HINDMAN, Ky. — Three months after eastern Kentucky’s historic flooding, places like the Hindman Settlement School are showing signs of recovery. Event areas which were used for supple distribution are now nearly empty. Cultural events and author’s summits are slowly returning to their campus as well. 

What You Need To Know

  • The Hindman Settlement School took on feet of water in the floods

  • Its archive and administrative office were damaged

  • Most of the archive was frozen to prevent the spread of mold

  • Documents are being thawed out and will soon be scanned

Progress is also being made on their archive, which was damaged when the Troublesome Creek flooded the bottom floor of their main building. Nearly all the documents that were frozen to prevent mold from spreading have been thawed out. All but one freezer on-site has been emptied. Beginning back in September, dozens of volunteers did this work, including several women from the Daughters of the American Revolution. 

Documents that have been thawed out which were previously frozen after the flood (Spectrum News 1/Mason Brighton)

“Unless it is something precious that a conservator will clean, we’re going to eventually copy these and dispose of them,” Melissa Helton, the school’s community program director, said.

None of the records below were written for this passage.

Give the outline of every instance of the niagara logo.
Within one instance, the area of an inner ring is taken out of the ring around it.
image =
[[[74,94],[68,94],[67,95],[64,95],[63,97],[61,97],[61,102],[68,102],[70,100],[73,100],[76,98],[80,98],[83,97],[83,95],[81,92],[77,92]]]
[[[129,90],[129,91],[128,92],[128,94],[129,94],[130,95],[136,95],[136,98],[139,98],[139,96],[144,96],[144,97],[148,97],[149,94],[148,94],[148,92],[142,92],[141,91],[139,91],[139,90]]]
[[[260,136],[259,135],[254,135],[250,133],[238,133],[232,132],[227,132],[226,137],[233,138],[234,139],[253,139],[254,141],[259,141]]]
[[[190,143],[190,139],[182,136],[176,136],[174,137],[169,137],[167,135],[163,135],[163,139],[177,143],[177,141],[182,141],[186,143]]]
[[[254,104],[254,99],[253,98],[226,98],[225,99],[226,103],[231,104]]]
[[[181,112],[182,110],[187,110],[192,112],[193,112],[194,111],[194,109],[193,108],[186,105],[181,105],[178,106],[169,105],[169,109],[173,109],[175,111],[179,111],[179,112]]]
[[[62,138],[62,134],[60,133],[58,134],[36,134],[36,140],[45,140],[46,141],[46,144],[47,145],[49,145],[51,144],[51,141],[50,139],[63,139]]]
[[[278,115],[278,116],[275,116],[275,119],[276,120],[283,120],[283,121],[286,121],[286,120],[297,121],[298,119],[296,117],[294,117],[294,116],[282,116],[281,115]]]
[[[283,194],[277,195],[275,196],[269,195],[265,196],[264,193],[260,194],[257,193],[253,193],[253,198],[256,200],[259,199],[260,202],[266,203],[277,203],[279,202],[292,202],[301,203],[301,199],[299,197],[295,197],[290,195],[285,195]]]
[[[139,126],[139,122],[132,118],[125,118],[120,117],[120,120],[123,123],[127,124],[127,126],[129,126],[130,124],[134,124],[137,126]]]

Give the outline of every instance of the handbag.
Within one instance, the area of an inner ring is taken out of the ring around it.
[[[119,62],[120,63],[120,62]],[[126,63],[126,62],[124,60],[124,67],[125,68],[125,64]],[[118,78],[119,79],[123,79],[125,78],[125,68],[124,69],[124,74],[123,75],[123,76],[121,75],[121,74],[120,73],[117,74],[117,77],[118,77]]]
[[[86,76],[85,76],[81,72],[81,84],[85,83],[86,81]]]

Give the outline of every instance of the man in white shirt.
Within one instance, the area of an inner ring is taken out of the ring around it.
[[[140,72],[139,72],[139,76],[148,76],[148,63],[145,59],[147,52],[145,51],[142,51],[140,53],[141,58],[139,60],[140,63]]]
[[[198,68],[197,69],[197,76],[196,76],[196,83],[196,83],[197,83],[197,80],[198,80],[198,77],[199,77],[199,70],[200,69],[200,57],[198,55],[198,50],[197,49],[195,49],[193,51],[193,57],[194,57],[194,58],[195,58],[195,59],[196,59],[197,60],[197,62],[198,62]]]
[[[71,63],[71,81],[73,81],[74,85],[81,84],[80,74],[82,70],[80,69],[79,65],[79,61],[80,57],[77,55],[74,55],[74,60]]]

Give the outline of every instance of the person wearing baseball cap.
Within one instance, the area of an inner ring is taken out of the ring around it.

The bottom floor of the Hindman Settlement School which was flooded has been completely gutted (Spectrum News 1/Mason Brighton)

Helton explains because of the contaminates in the flood water, it’s just not safe to keep most of the original documents. However, there are several items that will be saved, such as a number of documents from Appalachian folk singer Jean Ritchie.

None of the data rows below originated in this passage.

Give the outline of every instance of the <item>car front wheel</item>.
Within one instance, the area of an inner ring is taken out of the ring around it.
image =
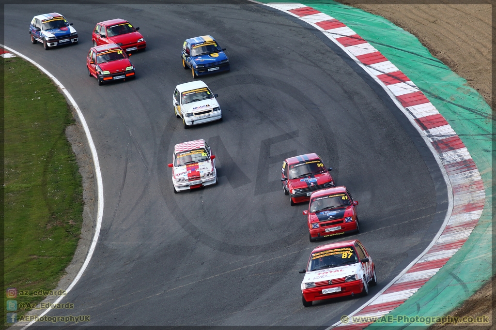
[[[303,303],[303,306],[306,307],[310,307],[311,306],[313,301],[307,301],[305,300],[305,297],[303,296],[303,294],[302,294],[302,302]]]

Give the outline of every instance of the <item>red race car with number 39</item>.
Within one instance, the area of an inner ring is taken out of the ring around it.
[[[344,186],[322,189],[310,196],[307,216],[310,242],[320,237],[358,232],[358,201],[353,200]]]
[[[316,154],[307,154],[284,160],[281,180],[291,205],[310,200],[312,192],[333,187],[334,182]]]

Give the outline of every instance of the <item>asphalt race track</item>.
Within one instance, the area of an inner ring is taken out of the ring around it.
[[[53,11],[74,23],[79,44],[45,51],[31,44],[33,16]],[[48,315],[90,315],[98,326],[331,324],[367,298],[304,308],[297,271],[313,247],[360,239],[379,282],[370,298],[440,225],[436,189],[445,187],[415,130],[364,75],[280,13],[248,2],[5,5],[4,13],[5,44],[70,92],[102,166],[98,244],[62,301],[73,309]],[[135,80],[99,86],[85,68],[91,33],[115,18],[139,26],[147,48],[131,57]],[[193,80],[180,50],[207,34],[231,63],[230,72],[200,78],[218,93],[224,120],[185,130],[172,105],[176,85]],[[175,194],[174,146],[198,138],[217,157],[219,184]],[[306,206],[290,206],[279,179],[285,158],[309,152],[359,201],[359,234],[309,242]]]

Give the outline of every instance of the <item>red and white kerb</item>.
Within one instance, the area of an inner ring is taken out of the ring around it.
[[[269,3],[322,31],[344,49],[401,104],[440,159],[451,183],[453,208],[447,224],[434,245],[402,276],[353,316],[381,317],[402,304],[431,278],[467,240],[482,214],[486,199],[479,170],[463,142],[439,111],[406,75],[380,52],[337,19],[300,3]],[[393,100],[394,100],[393,99]],[[370,324],[335,326],[340,330],[362,329]]]

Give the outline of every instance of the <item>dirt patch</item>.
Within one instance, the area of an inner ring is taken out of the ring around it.
[[[381,16],[417,37],[492,105],[491,1],[487,4],[383,4],[338,0]],[[495,109],[493,107],[493,109]]]

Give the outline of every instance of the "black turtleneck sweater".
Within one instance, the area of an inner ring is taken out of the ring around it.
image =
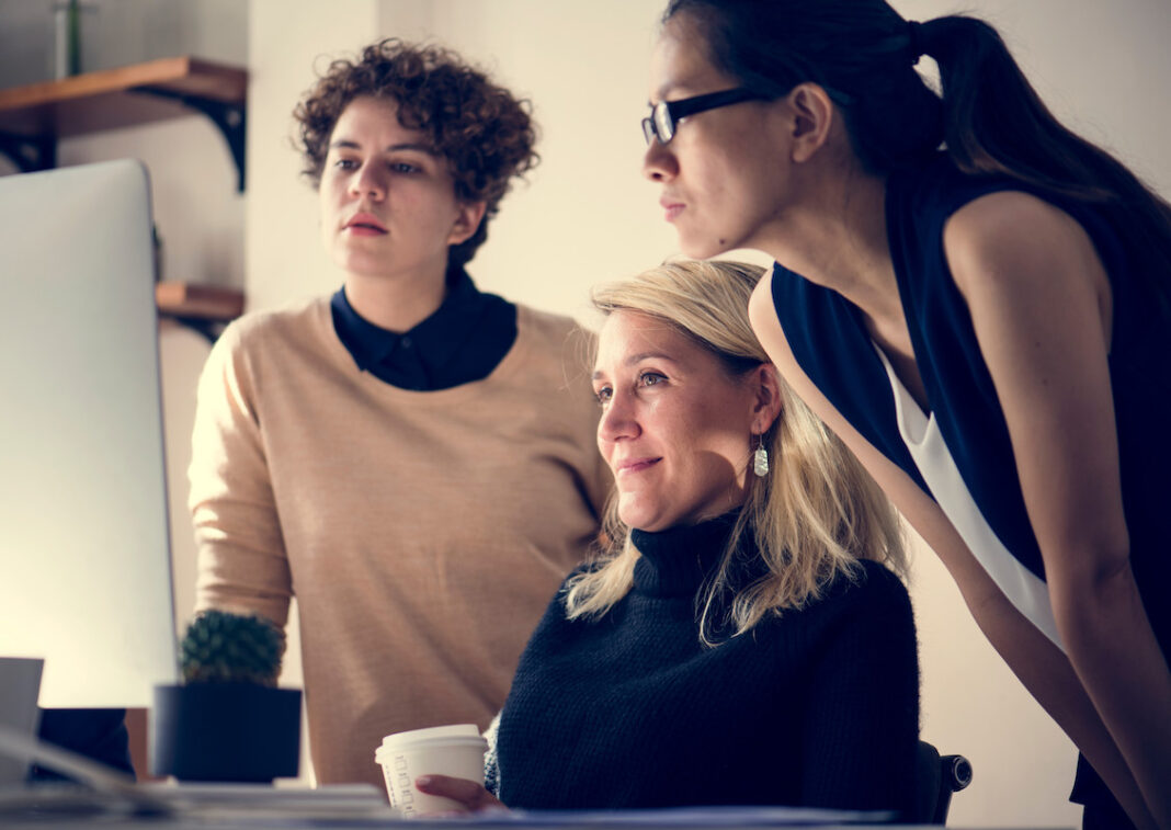
[[[559,592],[501,714],[505,804],[911,803],[918,664],[903,584],[864,562],[858,582],[704,646],[696,597],[731,519],[634,530],[634,589],[597,620],[567,620]],[[763,572],[755,550],[739,561],[741,582]]]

“So some of these, I believe should be moved into the archive because they are historic and that’s a decision that will need to be made as our volunteers are going through and photocopying these because some of these need to move into our official archive,” Helton said. 

Other portions of the school’s collection are also being housed in other parts of the state and in Tennessee. Eventually, a conservator will determine what parts of the archive can be saved. 

As for the location where the archive was previously held, its future use is still yet to be determined. 

“So the decision is being made that you know with a thousand-year flood, with climate change and all that kind of stuff, it’ll happen again in another generation, maybe next year, and so we are not going to rebuild our archives or our office space down here,” Helton said. 

Just the building’s laundry room is in use on the bottom floor. 

While progress has been good, Helton says there is still a lot of work to get things back to where they were before the flood. 

“Still so much that needs done,” Helton said.